Lujan Grisham said her grandchildren often name the animals, many of which have traditionally female names. The pheasants, for example, a male and a female, are named Goldie and Kate, respectively, after actress Goldie Hawn and her daughter, Kate Hudson.
Goldie is the more colorful of the pair and has a yellow tuft of feathers on his head.
“We try to do all girls — little girl power at the governor’s residence,” the governor said about the animals’ names.
The pheasants and rabbits are housed in cages adjacent to the mansion. The governor, her husband and a contractor friend converted horse stables a short walk from the house into chicken coops at no cost to taxpayers.
“Those chickens are older,” she said, pointing to ones she brought to the mansion in her first term as governor. “They don’t like these chickens, so we have chicken suite A and chicken suite B.”

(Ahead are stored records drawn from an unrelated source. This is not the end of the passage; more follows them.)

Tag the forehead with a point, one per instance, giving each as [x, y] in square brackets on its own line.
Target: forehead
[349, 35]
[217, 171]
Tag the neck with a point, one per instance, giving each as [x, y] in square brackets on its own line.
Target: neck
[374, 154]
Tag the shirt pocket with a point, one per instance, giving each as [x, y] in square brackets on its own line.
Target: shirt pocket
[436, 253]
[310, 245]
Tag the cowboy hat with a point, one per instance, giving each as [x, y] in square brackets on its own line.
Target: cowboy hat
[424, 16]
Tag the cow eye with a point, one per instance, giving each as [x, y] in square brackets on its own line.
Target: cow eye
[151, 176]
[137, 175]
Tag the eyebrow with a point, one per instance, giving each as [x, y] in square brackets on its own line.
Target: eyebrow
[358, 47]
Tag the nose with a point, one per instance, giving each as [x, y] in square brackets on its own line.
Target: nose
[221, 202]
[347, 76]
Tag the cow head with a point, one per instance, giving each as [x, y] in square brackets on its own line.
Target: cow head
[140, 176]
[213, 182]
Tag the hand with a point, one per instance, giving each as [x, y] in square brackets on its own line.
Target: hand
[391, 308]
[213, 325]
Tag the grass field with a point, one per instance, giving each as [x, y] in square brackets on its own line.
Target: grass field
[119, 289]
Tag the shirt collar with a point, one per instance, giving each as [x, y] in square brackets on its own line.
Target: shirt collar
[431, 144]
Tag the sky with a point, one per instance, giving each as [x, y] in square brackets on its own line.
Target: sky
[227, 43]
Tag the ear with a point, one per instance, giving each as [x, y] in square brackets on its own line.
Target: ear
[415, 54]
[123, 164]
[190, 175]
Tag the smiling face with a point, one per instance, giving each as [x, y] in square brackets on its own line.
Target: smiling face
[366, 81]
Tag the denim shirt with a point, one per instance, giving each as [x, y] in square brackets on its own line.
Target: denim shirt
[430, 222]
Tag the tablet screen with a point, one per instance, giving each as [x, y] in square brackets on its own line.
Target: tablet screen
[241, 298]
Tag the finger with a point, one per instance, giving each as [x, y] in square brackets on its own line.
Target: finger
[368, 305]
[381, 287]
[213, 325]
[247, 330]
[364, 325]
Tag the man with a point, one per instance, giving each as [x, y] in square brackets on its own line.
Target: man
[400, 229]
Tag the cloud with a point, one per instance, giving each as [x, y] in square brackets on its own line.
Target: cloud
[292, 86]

During the tour, the member of the governor’s security detail whom she scared with a snake showed how to “hypnotize” a chicken by tucking its head under its wing and gently swinging it back and forth. The maneuver worked, and the chicken appeared to be in a trance for a short time.
“Why can’t I learn it?” Lujan Grisham asked. “Less hips and more swinging?”
Brophy said the chickens produce up to two dozen eggs a day.
“We give them to neighbors,” she said. “We had docent tours [Wednesday]. Everyone gets an egg when they leave.”
The two miniature goats are in a pen also attached to the horse stalls, which the governor guesses were built during the administration of former Gov. Toney Anaya.
Lujan Grisham ended up with the goats, named Bert and Ernie, after other Democratic governors dared her to do goat yoga for a reception.
Wait, goat yoga?
“You lay around, and you put a bunch of feed on your back, and the goats jump on your back and poop on you,” she said.
“It’s really bizarre,” Lujan Grisham added. “I’m not interested in doing it again, but I ended up with two goats as a result.”
Lujan Grisham said the goats can balance and run on cable spools in their pen. During a reception at the mansion, the goats wandered around the guests.
“People go crazy for them,” she said.
Lujan Grisham appears particularly fond of her chickens and said Bantams are her favorite breed.
Asked why, the 4-foot-10 governor said, “Because look how cute she is and littler — I like that and relate to that.”
The most visible of the animals are three sprightly Sheepadoodles — Java, Mocha and Latte — and a Shih Tzu named Salty, which the governor carried around to protect her from coyotes.
“I’m the only one that I know of that has all these animals,” she said when asked if she knew of any other governor who had transformed their residence into a farm. “They make fun of me constantly about having a petting zoo.”